At last count, nearly 150 people were camping along the roadsides in the area. When they packed up their tents and cleared out, they left a huge trail of garbage in their wake.

Block after block, sidewalks and grassy planting strips were piled with discarded mattresses, chairs, coolers, shopping carts, blankets, clothing, tarps and wood scraps. A team of about 10 city workers pushed the trash into piles for the backhoe to crush, grab and place into four 40-yard drop boxes. Then the workers scraped the ground clean with shovels, revealing fresh earth.

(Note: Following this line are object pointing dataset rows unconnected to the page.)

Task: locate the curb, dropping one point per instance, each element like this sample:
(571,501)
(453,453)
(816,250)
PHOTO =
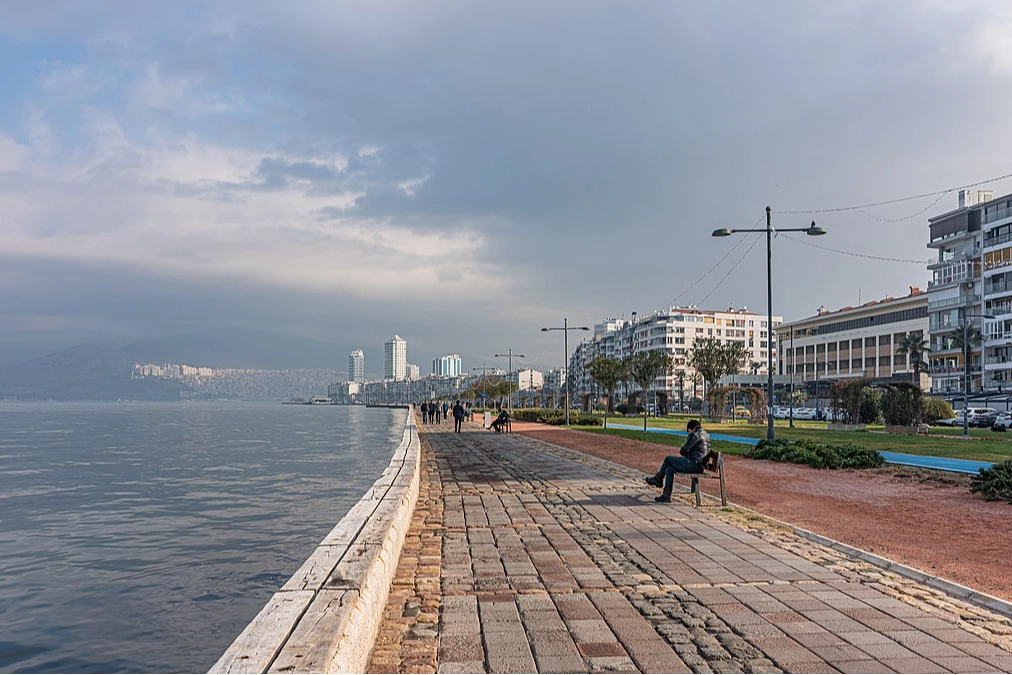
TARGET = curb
(325,618)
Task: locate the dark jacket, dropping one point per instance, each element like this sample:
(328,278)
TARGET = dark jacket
(696,446)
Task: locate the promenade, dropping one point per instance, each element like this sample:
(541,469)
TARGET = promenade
(524,558)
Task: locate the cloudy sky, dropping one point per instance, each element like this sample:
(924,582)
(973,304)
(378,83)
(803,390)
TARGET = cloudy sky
(462,173)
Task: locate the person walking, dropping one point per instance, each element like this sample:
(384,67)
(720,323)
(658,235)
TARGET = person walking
(693,458)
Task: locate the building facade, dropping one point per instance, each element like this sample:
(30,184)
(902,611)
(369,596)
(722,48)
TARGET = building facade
(676,331)
(446,366)
(854,341)
(395,359)
(972,284)
(356,366)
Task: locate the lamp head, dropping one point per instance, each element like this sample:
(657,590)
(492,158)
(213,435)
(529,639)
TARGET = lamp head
(815,231)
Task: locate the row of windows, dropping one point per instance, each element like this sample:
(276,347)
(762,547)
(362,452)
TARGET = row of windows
(866,322)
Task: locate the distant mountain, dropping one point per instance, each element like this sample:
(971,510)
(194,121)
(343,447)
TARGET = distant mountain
(242,349)
(85,372)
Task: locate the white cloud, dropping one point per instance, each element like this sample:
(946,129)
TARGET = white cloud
(12,154)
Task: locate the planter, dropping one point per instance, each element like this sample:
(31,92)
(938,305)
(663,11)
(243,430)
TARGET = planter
(914,430)
(839,426)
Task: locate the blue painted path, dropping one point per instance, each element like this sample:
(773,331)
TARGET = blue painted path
(940,463)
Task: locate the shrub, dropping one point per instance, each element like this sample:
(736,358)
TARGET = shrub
(903,404)
(937,409)
(995,483)
(819,455)
(871,407)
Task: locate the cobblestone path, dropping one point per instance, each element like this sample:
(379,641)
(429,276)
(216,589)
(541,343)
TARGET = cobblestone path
(527,558)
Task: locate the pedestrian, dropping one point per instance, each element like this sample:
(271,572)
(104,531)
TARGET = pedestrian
(692,460)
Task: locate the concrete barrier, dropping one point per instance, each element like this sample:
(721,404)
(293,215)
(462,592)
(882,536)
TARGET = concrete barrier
(326,616)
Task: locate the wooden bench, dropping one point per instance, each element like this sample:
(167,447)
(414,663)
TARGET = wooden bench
(712,470)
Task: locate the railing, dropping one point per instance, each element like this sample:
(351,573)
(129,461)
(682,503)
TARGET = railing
(961,301)
(946,276)
(997,241)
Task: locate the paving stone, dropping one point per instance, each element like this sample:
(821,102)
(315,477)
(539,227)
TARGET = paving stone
(551,560)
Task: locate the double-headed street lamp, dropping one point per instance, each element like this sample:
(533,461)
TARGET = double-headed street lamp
(566,328)
(813,231)
(509,354)
(965,367)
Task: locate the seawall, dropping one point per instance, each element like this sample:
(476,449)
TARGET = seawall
(325,618)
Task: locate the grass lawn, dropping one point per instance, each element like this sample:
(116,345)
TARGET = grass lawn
(984,444)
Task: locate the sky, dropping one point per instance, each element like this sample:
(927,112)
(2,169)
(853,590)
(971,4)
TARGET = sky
(465,173)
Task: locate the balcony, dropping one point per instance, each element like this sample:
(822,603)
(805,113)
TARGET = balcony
(954,272)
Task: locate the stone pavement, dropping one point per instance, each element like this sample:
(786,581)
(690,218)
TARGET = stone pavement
(525,557)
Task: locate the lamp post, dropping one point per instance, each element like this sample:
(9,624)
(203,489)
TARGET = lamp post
(813,231)
(965,367)
(566,328)
(509,354)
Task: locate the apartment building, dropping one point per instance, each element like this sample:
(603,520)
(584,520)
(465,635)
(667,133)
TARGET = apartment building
(854,341)
(675,330)
(972,282)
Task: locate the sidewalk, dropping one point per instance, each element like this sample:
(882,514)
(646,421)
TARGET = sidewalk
(527,558)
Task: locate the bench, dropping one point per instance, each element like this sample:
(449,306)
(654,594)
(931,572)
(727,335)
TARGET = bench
(712,470)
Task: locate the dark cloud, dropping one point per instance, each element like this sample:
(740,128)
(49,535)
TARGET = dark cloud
(593,146)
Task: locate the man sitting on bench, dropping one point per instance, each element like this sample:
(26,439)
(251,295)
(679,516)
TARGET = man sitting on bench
(499,425)
(693,456)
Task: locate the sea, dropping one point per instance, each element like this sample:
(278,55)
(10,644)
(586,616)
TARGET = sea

Two ServiceMaster Clean employees dressed in white coveralls stood at the ready. Their job was to clean up any biohazards, such as needles and feces, mitigation technician Andrew Newkirk said.

“Obviously, we can’t pick up pee, so we just lay some lime on top of it. Gets rid of the smell,” he said.

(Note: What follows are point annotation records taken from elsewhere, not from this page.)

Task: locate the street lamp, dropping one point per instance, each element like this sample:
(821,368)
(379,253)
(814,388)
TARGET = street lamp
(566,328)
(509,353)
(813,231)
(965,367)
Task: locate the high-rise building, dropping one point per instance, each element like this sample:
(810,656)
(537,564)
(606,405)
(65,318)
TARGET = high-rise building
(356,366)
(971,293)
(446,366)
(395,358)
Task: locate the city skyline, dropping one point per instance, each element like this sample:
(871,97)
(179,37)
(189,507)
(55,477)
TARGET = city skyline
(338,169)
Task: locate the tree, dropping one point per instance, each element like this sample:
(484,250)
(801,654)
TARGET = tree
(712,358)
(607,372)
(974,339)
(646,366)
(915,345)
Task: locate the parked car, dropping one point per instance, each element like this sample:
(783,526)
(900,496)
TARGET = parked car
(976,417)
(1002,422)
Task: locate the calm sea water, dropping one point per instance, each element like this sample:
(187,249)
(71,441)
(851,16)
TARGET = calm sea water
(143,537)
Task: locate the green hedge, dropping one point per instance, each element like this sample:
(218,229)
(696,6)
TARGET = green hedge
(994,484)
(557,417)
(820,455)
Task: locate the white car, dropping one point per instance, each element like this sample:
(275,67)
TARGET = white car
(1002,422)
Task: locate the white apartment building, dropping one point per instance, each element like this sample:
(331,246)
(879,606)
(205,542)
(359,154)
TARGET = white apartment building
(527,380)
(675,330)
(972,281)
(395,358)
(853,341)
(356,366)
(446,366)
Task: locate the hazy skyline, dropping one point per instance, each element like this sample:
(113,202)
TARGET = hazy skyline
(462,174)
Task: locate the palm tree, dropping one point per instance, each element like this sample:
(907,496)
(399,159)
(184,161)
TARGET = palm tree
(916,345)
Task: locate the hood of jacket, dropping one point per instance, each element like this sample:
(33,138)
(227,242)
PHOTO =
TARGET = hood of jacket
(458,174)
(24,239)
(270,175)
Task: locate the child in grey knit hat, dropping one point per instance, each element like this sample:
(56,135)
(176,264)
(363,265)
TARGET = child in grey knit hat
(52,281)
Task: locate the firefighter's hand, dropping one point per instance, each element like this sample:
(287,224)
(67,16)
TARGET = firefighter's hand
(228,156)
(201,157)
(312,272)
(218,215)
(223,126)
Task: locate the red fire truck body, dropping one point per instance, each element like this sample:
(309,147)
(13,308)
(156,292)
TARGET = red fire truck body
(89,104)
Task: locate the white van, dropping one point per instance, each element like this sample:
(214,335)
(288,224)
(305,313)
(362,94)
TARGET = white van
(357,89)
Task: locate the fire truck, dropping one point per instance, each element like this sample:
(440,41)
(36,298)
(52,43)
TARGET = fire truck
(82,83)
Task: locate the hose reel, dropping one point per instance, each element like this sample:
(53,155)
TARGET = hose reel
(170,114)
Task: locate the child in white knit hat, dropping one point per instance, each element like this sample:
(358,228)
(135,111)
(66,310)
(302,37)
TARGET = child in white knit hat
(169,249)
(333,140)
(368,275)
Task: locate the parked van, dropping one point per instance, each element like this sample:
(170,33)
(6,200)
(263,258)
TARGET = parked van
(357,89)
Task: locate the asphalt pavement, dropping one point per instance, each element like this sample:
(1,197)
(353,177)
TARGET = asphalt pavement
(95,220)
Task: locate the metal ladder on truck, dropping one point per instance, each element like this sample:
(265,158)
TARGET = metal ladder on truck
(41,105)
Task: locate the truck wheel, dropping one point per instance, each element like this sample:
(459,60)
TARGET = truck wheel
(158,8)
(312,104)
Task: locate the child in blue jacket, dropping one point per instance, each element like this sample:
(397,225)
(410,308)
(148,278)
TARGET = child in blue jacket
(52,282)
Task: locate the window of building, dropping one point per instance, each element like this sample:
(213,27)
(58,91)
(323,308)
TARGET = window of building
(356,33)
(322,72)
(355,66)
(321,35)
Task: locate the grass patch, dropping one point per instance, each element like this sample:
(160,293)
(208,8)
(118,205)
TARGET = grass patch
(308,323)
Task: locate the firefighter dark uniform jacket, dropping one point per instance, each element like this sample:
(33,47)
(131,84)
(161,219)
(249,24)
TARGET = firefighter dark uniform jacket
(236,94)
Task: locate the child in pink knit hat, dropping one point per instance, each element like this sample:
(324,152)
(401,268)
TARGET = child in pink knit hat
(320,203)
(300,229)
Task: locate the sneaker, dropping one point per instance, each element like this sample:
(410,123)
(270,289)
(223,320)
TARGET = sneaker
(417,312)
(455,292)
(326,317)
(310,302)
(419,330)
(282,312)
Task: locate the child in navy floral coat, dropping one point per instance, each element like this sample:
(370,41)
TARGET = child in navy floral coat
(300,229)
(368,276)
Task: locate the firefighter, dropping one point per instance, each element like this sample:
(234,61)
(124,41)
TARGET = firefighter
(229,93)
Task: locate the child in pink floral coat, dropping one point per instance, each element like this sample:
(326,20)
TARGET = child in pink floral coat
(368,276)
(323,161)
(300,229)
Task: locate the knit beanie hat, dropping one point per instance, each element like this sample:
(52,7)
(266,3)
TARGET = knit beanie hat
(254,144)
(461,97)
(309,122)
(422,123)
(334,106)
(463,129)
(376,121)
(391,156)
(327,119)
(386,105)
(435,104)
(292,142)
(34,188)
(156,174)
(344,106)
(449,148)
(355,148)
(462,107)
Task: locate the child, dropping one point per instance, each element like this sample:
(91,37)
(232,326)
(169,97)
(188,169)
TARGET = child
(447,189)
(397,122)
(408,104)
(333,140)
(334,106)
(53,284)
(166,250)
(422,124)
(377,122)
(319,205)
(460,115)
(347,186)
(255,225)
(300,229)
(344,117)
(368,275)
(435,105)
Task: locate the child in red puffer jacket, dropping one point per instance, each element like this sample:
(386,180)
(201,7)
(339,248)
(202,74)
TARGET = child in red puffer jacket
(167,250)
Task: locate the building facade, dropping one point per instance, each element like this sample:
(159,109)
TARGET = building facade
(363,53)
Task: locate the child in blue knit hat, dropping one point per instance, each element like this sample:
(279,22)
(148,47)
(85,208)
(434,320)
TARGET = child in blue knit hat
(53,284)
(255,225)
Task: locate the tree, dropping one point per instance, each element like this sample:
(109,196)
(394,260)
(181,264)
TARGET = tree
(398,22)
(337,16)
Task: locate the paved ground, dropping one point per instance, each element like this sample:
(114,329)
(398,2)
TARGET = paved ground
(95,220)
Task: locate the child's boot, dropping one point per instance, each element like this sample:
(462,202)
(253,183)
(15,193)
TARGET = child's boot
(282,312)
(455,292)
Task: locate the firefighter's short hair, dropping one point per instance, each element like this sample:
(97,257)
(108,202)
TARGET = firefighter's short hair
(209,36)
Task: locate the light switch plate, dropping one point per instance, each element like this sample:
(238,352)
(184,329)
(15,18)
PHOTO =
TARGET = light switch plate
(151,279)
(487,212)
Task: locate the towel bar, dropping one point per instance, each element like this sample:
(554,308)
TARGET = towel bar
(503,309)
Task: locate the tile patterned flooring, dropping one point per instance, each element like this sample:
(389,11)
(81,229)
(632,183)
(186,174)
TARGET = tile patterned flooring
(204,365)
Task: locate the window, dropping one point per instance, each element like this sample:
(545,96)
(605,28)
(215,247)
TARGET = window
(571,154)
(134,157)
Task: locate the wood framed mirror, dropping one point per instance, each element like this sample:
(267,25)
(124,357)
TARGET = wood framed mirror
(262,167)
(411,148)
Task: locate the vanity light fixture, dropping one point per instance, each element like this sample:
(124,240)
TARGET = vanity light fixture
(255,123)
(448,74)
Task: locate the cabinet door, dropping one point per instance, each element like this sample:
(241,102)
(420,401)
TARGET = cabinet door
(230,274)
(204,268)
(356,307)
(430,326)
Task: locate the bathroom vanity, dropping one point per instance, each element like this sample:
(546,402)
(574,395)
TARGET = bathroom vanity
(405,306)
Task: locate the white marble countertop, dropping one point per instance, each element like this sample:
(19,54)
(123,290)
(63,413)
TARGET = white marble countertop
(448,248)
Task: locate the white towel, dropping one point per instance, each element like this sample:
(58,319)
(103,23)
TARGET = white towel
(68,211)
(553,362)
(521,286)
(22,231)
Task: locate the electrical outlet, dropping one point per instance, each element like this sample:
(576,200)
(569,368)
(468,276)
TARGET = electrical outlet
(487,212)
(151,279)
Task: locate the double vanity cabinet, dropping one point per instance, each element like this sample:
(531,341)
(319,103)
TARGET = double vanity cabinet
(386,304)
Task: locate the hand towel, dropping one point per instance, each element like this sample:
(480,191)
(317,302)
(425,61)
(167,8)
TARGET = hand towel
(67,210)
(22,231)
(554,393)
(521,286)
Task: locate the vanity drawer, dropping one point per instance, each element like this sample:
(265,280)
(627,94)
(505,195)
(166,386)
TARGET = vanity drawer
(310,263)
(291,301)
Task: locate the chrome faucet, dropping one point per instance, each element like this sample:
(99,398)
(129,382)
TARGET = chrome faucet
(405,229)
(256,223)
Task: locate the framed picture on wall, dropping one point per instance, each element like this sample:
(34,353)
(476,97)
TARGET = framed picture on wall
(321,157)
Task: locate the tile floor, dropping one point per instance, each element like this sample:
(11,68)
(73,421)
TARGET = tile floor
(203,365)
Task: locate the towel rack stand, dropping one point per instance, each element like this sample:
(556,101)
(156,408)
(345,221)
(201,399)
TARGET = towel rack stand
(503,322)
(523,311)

About 15 Vancouver police officers were present Wednesday to keep an eye on things, answer questions, help the remaining homeless people connect with social services and help them carry their belongings out of the barricaded area.

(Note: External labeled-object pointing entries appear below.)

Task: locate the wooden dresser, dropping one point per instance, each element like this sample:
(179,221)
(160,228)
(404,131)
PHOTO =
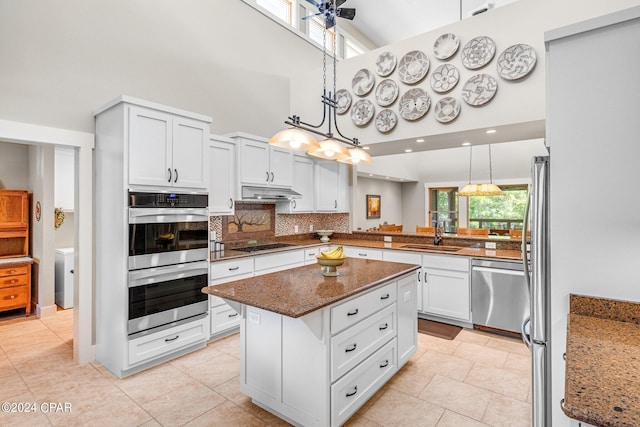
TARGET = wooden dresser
(15,265)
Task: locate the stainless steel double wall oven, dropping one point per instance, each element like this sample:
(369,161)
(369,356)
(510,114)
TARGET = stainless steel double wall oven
(168,267)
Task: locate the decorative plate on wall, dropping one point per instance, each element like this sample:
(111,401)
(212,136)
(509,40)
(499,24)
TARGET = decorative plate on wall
(516,61)
(386,120)
(343,101)
(386,92)
(446,109)
(446,46)
(362,82)
(478,52)
(385,64)
(444,78)
(413,67)
(362,112)
(414,104)
(479,89)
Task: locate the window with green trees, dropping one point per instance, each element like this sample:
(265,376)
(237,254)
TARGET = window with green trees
(503,212)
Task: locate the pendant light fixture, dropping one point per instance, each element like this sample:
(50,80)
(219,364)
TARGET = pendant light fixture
(489,189)
(331,147)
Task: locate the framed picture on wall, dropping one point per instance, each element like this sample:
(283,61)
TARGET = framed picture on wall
(373,206)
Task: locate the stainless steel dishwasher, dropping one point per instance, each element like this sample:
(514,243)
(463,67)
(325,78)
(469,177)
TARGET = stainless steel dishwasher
(499,294)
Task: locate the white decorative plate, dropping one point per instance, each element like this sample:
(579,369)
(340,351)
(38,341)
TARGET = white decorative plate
(414,104)
(478,52)
(479,89)
(446,109)
(343,101)
(362,82)
(413,67)
(385,64)
(386,92)
(446,46)
(444,78)
(362,112)
(386,120)
(516,61)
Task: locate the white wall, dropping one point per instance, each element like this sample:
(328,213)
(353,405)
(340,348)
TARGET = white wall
(390,203)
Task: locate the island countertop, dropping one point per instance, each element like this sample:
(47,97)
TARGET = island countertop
(302,290)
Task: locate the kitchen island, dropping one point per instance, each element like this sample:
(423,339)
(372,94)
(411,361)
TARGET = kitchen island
(314,349)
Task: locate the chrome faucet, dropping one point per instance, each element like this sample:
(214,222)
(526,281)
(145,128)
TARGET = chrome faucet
(437,239)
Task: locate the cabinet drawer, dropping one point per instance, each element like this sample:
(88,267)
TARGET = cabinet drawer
(15,270)
(354,310)
(231,270)
(22,279)
(355,344)
(446,262)
(354,389)
(164,342)
(13,297)
(223,317)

“There’s an emotional component to what’s going on today,” police spokeswoman Kim Kapp said, observing the activity from a street corner.

Spectators from the neighborhood also gathered to watch. They were glad to see the cleanup effort, said Darrin Williams, house manager for Giving Grace Ministries, a Christian-based clean-and-sober facility.

“I think they (the homeless) deserve to be able to sleep, but they also need to be able to take care of the area they sleep at,” he said.

By 3:30 p.m., the streets were swept clean and all signs of the former encampment were gone. A man who lives on West 12th Street admired the new scene, uncluttered by the rows of tents, bicycles and shopping carts that had been accumulating in greater numbers for weeks.

“Now I’m afraid my rent will go up,” the man joked.

Under a city ordinance adopted in 1997, camping or storing camping equipment in public places had been a misdemeanor at all times. Under the revised rules that went into effect last month, people can pitch their tents at night, but camping in public isn’t allowed from 6:31 a.m. to 9:29 p.m. Parks remain off-limits to camping because they close from 10 p.m. to 5 a.m.

The city council unanimously voted Sept. 14 to change the ordinance in response to a federal Department of Justice opinion stating that it was unconstitutional to outlaw camping in all places and all times, including when shelter space was unavailable, because people have a right to sleep.